UITGAVE 05/2015
GEBRUIKSAANWIJZING
Zorg ervoor dat er geen ontstekingsbronnen zoals open vuur, vonken, gloeidraden of
hete oppervlakken in de omgeving aanwezig zijn. Niet roken.
Zorg voor duurzame technische dichtheid van de buisverbindingen, slangen,
uitrustingsstukken en aansluitingen:
- Periodiek, preventief onderhoud (vervanging van slangen, controleren of
verbindingen goed vastzitten, enz.).
- Regelmatige controle door nakijken en ruiken op lekkage en defecten, bijv. dagelijks
vóór het in gebruik nemen na afl oop van het werk of wekelijks.
Bij gebreken apparaat of installatie meteen stopzetten onmiddellijk laten repareren.
4.2
VEILIGHEIDSTIPS VOOR HET PERSONEEL
Neem de informatie in deze handleiding altijd in acht, met name de algemene
veiligheidstips en de waarschuwingen.
Plaatselijke richtlijnen met betrekking tot arbeidsveiligheid en
ongevallenpreventievoorschriften moeten te allen tijde worden nageleefd.

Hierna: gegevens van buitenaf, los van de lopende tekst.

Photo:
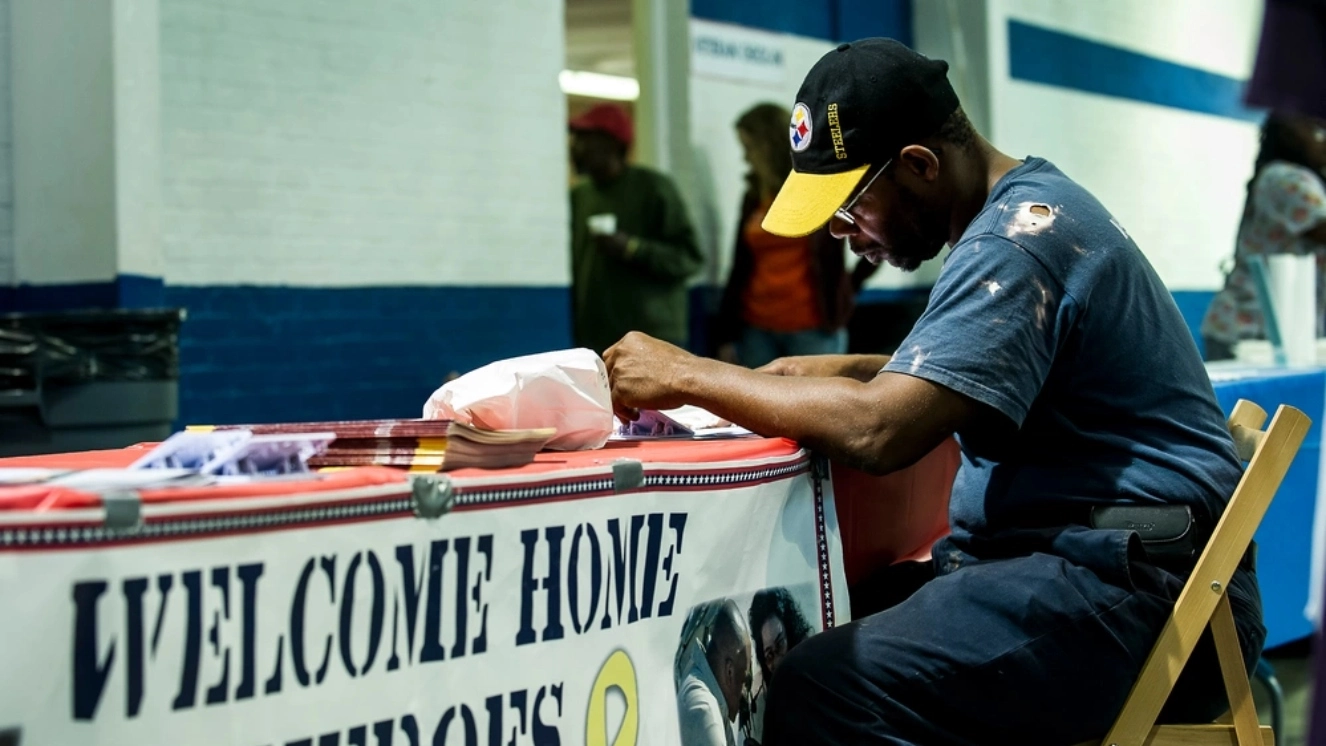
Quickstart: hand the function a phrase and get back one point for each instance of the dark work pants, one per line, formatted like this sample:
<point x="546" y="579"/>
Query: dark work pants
<point x="1030" y="649"/>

Personen met een pacemaker mogen niet in het buurt van het hoogspanningsveld
komen!
4.2.1
VEILIG OMGAAN MET WAGNER SPUITAPPARATEN
De spuitstraal staat onder druk en kan gevaarlijk letsel veroorzaken.
Injectie van verf of spoelmiddel voorkomen:
Richt het spuitpistool nooit op personen.
Grijp nooit met de handen in de spuitstraal.
Vóór alle werkzaamheden aan het apparaat, bij werkonderbrekingen en bij storingen
in de werking:
- Koppel de energie- en persluchttoevoer los.
- Maak het spuitpistool en het apparaat drukloos.
- Borg het spuitpistool tegen ongewenste bediening.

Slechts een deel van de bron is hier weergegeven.